Espanhol de origem, mas com o mundo como missão, como aquele que escreve com a pena da galhofa e a tinta da melancolia, Don Luis Arroyo pinta uma história primorosa das paixões nas ciências criminais. “As Três Paixões”, quase um relato sobre si, narra a “consciência das paixões” que vai caprichosamente se acumulando na história das ciências criminais, reconciliando seu curso de vida juntamente com um indiscreto convite às próximas gerações para o acerto de contas com suas paixões.
É bem provável que não tenha havido outro momento na história recente no qual estivéssemos tão carentes de paixões. O esgotamento moral dos afetos desmobiliza o humano no sistema de justiça criminal em nome do “indivíduo autônomo e universal”. Quanto mais devoramos os livros da estante, mais se vêem o violento controle racional de uma consciência sensível, a neutralização das formas jurídicas e a reprodução de um “direito penal da desigualdade oficial”. E tudo isso acompanhado da ostentação dos pergaminhos acadêmicos e do assalto às instâncias de poder, que manipulam as paixões das ciências criminais e nos vitimiza, mais ou menos seletivamente, a todos.

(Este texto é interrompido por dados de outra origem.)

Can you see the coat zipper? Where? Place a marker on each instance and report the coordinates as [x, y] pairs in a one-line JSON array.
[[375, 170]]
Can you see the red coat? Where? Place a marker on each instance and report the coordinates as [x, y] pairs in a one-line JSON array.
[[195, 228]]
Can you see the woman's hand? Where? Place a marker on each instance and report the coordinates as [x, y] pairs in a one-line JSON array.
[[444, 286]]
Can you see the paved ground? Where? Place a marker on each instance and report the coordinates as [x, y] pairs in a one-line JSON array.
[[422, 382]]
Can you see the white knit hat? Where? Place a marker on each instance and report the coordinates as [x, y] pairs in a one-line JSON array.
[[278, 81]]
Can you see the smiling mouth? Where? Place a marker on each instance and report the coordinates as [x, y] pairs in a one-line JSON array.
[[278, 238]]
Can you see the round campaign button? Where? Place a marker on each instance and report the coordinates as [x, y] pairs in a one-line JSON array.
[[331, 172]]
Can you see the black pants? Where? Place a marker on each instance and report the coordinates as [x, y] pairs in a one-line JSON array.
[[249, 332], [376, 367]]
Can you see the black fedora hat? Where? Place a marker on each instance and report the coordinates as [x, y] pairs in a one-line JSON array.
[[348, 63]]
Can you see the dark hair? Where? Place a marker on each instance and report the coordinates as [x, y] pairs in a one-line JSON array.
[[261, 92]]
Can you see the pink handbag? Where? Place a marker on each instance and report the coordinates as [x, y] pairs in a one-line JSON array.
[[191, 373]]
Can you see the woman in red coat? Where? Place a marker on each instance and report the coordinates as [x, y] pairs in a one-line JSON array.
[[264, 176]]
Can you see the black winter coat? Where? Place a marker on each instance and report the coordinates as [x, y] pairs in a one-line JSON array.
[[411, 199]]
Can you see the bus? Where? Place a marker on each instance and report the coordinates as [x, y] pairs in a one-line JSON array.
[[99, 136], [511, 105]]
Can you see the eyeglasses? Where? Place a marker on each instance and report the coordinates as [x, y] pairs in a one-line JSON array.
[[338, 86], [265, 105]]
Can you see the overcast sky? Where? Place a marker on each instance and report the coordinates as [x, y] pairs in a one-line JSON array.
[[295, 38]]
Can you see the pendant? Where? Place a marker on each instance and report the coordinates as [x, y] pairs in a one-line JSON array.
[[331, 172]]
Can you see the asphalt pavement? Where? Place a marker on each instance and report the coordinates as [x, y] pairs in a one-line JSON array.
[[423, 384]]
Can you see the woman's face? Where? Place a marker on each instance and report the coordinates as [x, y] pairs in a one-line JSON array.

Ao menos em sua feição moderna, parece que tudo começou com uma paixão pela humanidade e o libelo da metafísica contra o uso arbitrário do controle social e a moral teológica de que estão impregnadas as codificações. Como se fosse pouco arrostar as leis divinas e o Estado Absolutista, Beccaria serviu como um secretário das ideias iluministas e de bússola para o enfrentamento das tendências anti-iluministas, que tendem a marcar as próximas décadas com a reposição histórica de movimentos xenófobos e a ascensão da regressividade político-ideológica de certas posições neopentecostais. Ou das dinâmicas autoritárias que ainda habitam nosso cotidiano e se valem da fragilidade dos ordenamentos domésticos para a prática sistemática de atrocidades e violações a direitos humanos.